On September 6, 2008, Bainbridge filed charges of discrimination with the Equal Employment Opportunity Commission (EEOC) and the Pennsylvania Human Relations Commission (PHRC). On October 3, 3008, Acme received the EEOC's notice of the charge. By notice dated July 14, 2009, the EEOC dismissed the charge because it was unable to conclude that sufficient information was submitted to establish violations of the pertinent statutes and also informed plaintiff of her right to sue.

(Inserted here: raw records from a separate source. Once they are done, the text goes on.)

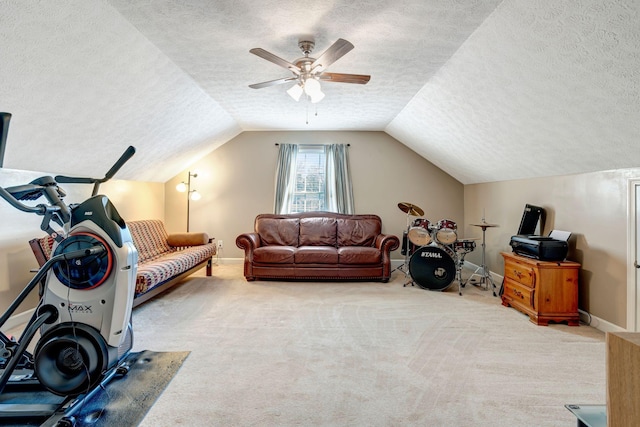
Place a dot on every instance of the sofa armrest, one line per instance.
(248, 241)
(178, 240)
(387, 242)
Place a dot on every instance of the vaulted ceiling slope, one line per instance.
(487, 90)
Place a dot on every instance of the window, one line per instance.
(313, 178)
(310, 191)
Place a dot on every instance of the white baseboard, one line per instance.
(599, 324)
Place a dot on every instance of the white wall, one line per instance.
(592, 206)
(237, 183)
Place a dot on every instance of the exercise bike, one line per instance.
(86, 292)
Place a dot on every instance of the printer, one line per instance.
(552, 248)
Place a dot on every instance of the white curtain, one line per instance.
(285, 177)
(339, 190)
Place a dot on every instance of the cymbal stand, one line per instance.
(485, 277)
(404, 267)
(459, 265)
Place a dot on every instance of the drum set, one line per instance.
(434, 256)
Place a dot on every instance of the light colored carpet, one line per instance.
(362, 354)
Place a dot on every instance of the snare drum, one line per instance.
(447, 232)
(420, 232)
(464, 246)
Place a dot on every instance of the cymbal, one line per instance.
(410, 208)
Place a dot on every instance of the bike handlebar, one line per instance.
(129, 152)
(39, 209)
(47, 186)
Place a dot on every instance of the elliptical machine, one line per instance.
(86, 296)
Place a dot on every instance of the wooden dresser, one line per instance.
(547, 291)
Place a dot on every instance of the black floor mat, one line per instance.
(124, 401)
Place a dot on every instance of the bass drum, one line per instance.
(432, 268)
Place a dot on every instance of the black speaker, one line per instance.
(530, 219)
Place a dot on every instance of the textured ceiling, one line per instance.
(486, 90)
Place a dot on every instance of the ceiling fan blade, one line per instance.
(272, 82)
(276, 60)
(331, 55)
(361, 79)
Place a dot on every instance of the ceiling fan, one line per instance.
(308, 71)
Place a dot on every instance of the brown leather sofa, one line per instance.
(317, 246)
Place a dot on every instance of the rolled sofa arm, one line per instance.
(387, 242)
(248, 242)
(187, 239)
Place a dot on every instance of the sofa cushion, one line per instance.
(150, 239)
(278, 231)
(318, 231)
(359, 255)
(358, 232)
(169, 265)
(187, 239)
(274, 255)
(316, 255)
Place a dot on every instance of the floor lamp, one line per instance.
(191, 194)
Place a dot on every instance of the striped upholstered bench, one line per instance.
(163, 259)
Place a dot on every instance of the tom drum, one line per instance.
(464, 246)
(447, 232)
(420, 232)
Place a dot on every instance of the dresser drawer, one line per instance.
(515, 292)
(520, 273)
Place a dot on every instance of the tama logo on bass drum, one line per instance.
(431, 255)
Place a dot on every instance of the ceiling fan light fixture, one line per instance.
(312, 87)
(295, 92)
(317, 97)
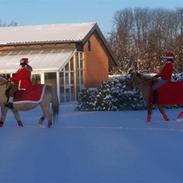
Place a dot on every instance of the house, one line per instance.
(67, 56)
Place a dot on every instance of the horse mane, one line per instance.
(142, 78)
(2, 79)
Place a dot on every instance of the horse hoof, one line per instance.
(1, 124)
(179, 120)
(148, 120)
(20, 124)
(49, 125)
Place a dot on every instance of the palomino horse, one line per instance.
(144, 83)
(49, 105)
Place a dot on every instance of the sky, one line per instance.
(34, 12)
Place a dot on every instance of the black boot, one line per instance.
(154, 96)
(9, 105)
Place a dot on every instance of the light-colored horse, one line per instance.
(49, 105)
(144, 83)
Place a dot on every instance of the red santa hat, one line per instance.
(169, 56)
(24, 61)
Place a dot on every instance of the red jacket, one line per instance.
(23, 78)
(166, 73)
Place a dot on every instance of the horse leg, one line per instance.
(17, 117)
(180, 116)
(149, 113)
(3, 115)
(46, 111)
(163, 113)
(41, 119)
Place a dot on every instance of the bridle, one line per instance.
(3, 83)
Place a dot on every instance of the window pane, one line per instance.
(50, 79)
(72, 77)
(67, 67)
(61, 78)
(36, 79)
(66, 78)
(72, 64)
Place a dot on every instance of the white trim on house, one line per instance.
(41, 61)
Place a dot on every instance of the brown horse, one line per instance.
(144, 83)
(49, 105)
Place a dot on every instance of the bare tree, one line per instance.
(141, 35)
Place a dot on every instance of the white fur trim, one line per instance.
(31, 101)
(168, 57)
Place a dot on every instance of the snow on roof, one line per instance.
(54, 60)
(45, 33)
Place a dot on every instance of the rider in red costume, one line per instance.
(165, 75)
(20, 81)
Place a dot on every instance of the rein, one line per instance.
(3, 83)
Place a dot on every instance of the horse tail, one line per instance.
(55, 104)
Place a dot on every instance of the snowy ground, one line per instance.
(92, 147)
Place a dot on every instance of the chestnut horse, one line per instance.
(144, 83)
(49, 105)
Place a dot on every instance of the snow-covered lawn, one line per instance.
(92, 147)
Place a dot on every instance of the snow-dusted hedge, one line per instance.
(112, 95)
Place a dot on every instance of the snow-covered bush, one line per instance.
(112, 95)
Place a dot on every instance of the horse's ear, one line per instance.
(138, 74)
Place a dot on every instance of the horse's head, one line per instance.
(134, 79)
(2, 80)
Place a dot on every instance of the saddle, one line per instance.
(170, 93)
(32, 95)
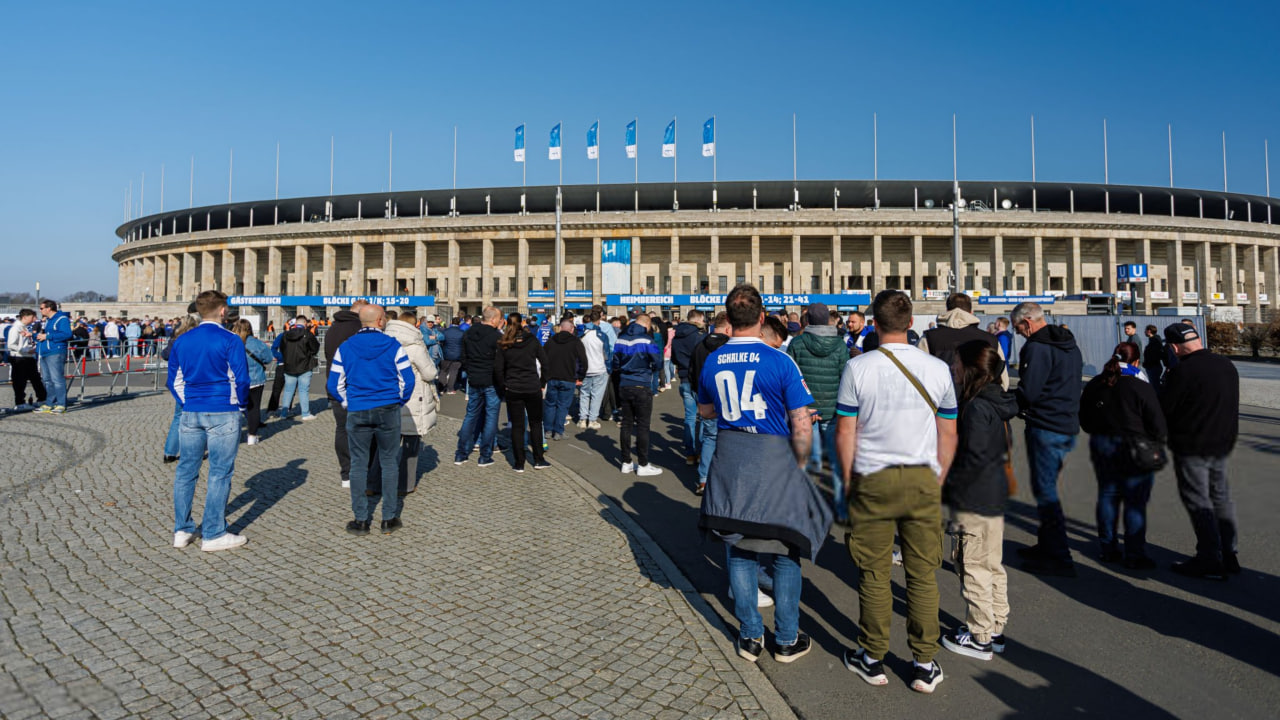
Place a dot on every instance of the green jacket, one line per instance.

On October 13, 2009, plaintiff filed the complaint, and on March 11, 2011, discovery was closed. (Dec. 21, 2010 Order, doc. no. 32.) On April 1, 2011, the parties filed the pending summary judgment motions. On July 7, 2011, Bainbridge moved to sanction Acme for destruction of her personnel file, electronic mail, and documents related to five disciplinary memoranda that Acme had issued in 2007 (doc. nos. 48). By letters dated July 8 and 11, 2012, Acme requested the motion be stricken (doc. nos. 50, 52). This issue was referred to Magistrate Judge Linda K. Caracappa (July 12, 2011 Order, doc. no. 49), who on July 15, 2011, granted the motion in part and denied it in part (Order, doc. no. 53).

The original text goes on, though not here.